Baklâ
Summerhall
Written, Choreographed, and performed by an astonishingly talented Max Percy, “Baklâ” is a gem in the panoply of solo performance at this year’s Edinburgh Fringe. Max Percy opens the show by defining the word Baklâ: Tagalog. Meanings: homosexual, Filipinx LGBTQ+ community, Faggot. He invites us to think of other words – he’s heard them all. Max Percy embraces the identification, simultaneously utilising the term to share their experiences growing up Queer in the Filipino culture and exploring the impact of Spanish and American colonisation on the Philippines and generations of people. It’s a stunning work as it melds the personal, political, historical, and religious into pure theatre.
We are thrust back to 1521 – a date marking the arrival of the first European ship to the Philippines. What followed was 300 years of Spanish rule (followed by a period of American rule) and a gradual yet profound cultural genocide of the native people. This show explores how intergenerational trauma takes shape in the modern Filipino.
The loss of his ancestor’s homeland sends ripples through time, emitting a cultural amnesia. Is sex the best cure for a headache?
The work is staged in front of a giant dance studio mirror with a chair, some basic video elements, music, a microphone, and aerial apparatus. Max Percy’s skills range from being a natural storyteller, gorgeously comedic, a gift for intense naturalism, incredible dance, and aerial work. The physical images he creates are alive when attached to the story of say, colonisation, send reverberations from the past to the present in a way I have never experienced quite like this. Context is everything of course and Max Percy deftly conveys his context in which we are to experience the work. Shout out to director Robbie Taylor Hunt!
The narrative shifts from the club scene to direct address to the lower decks of a slave ship. Percy literally flings himself from moment to moment. Lighting and sound support these jolts.
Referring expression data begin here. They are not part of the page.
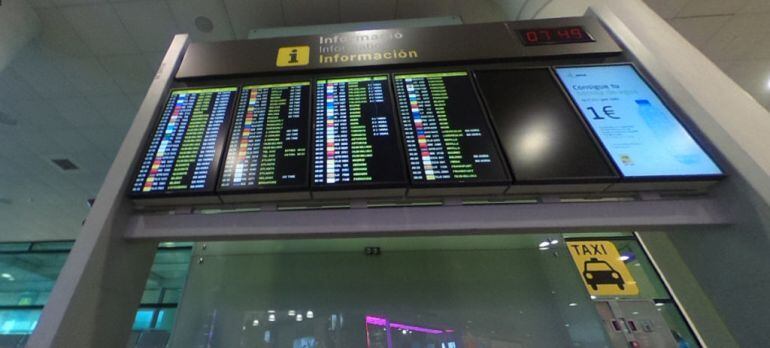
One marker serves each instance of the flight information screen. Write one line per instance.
(356, 141)
(447, 135)
(184, 151)
(642, 136)
(269, 139)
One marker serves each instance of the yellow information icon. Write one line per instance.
(602, 270)
(293, 56)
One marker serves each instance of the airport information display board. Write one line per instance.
(185, 146)
(267, 149)
(447, 135)
(353, 137)
(639, 132)
(356, 138)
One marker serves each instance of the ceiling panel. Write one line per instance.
(117, 110)
(58, 35)
(14, 87)
(37, 114)
(711, 7)
(753, 76)
(76, 2)
(311, 12)
(367, 10)
(756, 6)
(153, 60)
(186, 11)
(480, 12)
(250, 14)
(149, 23)
(87, 75)
(35, 66)
(131, 72)
(41, 3)
(78, 112)
(667, 8)
(698, 30)
(101, 29)
(738, 37)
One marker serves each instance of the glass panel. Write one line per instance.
(504, 293)
(27, 278)
(6, 247)
(143, 319)
(52, 246)
(167, 276)
(678, 325)
(166, 319)
(18, 321)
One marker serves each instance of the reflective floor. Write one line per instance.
(431, 292)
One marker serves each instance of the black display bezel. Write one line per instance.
(576, 113)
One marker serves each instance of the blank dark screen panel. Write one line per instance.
(268, 144)
(356, 140)
(447, 135)
(540, 133)
(184, 151)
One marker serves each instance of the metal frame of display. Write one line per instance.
(100, 286)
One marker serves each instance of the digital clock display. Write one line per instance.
(551, 36)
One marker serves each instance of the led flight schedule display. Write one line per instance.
(447, 136)
(269, 139)
(184, 151)
(356, 142)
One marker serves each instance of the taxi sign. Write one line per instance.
(602, 270)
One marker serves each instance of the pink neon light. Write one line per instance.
(382, 322)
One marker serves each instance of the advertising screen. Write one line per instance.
(447, 135)
(642, 136)
(184, 150)
(268, 143)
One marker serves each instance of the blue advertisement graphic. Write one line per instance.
(642, 136)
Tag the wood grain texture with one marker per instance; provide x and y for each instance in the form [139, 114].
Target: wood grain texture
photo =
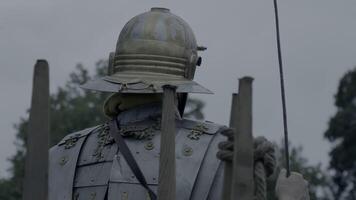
[36, 167]
[228, 167]
[167, 165]
[243, 183]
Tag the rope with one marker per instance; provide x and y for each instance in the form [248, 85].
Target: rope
[265, 163]
[280, 62]
[260, 182]
[264, 159]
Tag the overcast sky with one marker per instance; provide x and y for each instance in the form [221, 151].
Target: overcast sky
[318, 42]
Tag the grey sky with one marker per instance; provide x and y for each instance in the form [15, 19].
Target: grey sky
[318, 41]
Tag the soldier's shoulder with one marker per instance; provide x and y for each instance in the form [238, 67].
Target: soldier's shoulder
[206, 127]
[71, 139]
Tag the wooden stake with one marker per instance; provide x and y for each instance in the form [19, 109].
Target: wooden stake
[228, 167]
[36, 167]
[167, 161]
[242, 183]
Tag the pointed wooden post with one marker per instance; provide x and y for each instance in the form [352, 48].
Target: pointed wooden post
[36, 167]
[243, 182]
[228, 166]
[167, 161]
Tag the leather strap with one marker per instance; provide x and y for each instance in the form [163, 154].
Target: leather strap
[114, 131]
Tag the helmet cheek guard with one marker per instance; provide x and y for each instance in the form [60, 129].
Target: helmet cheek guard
[154, 48]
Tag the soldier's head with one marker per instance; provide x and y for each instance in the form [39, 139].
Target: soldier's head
[154, 48]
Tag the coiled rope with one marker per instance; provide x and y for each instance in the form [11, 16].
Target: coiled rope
[264, 160]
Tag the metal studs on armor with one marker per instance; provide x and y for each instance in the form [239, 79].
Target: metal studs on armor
[187, 151]
[149, 146]
[124, 196]
[92, 195]
[197, 131]
[70, 142]
[63, 160]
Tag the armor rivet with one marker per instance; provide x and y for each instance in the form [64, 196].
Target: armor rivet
[124, 196]
[188, 151]
[93, 195]
[149, 146]
[63, 160]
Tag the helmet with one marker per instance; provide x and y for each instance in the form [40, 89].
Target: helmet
[154, 48]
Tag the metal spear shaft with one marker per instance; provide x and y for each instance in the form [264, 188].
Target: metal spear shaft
[280, 61]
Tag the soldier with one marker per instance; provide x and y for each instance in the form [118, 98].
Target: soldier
[154, 49]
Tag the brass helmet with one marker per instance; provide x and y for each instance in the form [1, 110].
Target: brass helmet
[154, 48]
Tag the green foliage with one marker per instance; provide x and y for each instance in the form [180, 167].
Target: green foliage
[312, 173]
[71, 109]
[342, 134]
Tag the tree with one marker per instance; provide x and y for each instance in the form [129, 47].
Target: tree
[317, 178]
[71, 109]
[342, 134]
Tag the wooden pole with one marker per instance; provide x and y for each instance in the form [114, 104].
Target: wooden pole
[36, 166]
[243, 182]
[167, 161]
[228, 167]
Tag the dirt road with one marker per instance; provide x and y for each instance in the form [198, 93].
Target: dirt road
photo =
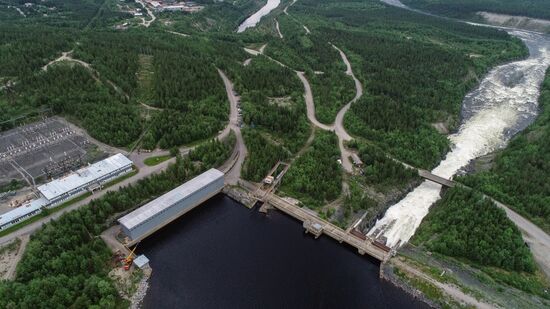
[278, 29]
[339, 128]
[449, 289]
[29, 229]
[310, 105]
[535, 237]
[234, 173]
[144, 22]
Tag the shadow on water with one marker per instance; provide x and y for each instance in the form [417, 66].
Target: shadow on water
[223, 255]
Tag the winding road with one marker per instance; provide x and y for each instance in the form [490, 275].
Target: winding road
[233, 175]
[146, 171]
[144, 22]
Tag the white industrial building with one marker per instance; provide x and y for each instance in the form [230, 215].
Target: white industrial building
[152, 216]
[85, 179]
[59, 190]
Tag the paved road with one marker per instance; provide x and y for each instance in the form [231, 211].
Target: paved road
[144, 22]
[449, 289]
[145, 171]
[339, 128]
[535, 237]
[234, 173]
[29, 229]
[310, 105]
[278, 29]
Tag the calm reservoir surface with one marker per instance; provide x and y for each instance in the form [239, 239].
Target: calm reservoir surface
[222, 255]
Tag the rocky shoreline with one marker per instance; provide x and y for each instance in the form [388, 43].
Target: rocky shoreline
[137, 298]
[387, 275]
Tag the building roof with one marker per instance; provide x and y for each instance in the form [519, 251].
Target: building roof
[355, 158]
[141, 261]
[22, 210]
[83, 176]
[165, 201]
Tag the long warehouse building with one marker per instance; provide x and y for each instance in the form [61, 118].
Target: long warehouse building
[57, 191]
[152, 216]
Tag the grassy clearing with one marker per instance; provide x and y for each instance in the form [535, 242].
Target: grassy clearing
[152, 161]
[145, 78]
[50, 211]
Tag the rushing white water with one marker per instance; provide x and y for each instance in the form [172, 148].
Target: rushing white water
[254, 19]
[504, 103]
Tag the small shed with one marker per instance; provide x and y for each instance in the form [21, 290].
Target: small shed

Its tight! Exploring his personal sexual journey, addictions, and complex family relationships are all included. There may be poetic license taken but who cares? This is a great, searing story of a personal and political quest for liberation.
Favourite moments – a mirror dance where Percy dances with himself in a mesmerising club dance floor seduction; sex in the bathroom; the old man looking for his handkerchief; aerial images which connect the past and present; projected vintage advertisements; Catholics!
The rhythmic flow of the production is sometimes abruptly stopped when Percy confronts prejudice (intended or otherwise) that all marginalised people deal with daily. It’s a moment of recognition for the audience – a chance to check our privilege and prejudices. Percy won’t let us off the hook either, charming storyteller though he be! Oh, and I loved the “safety curtain’ moment – meta, clever! You’ll have to see the show to get that reference.
It's a knockout and deserves to sell-out. Say you were there!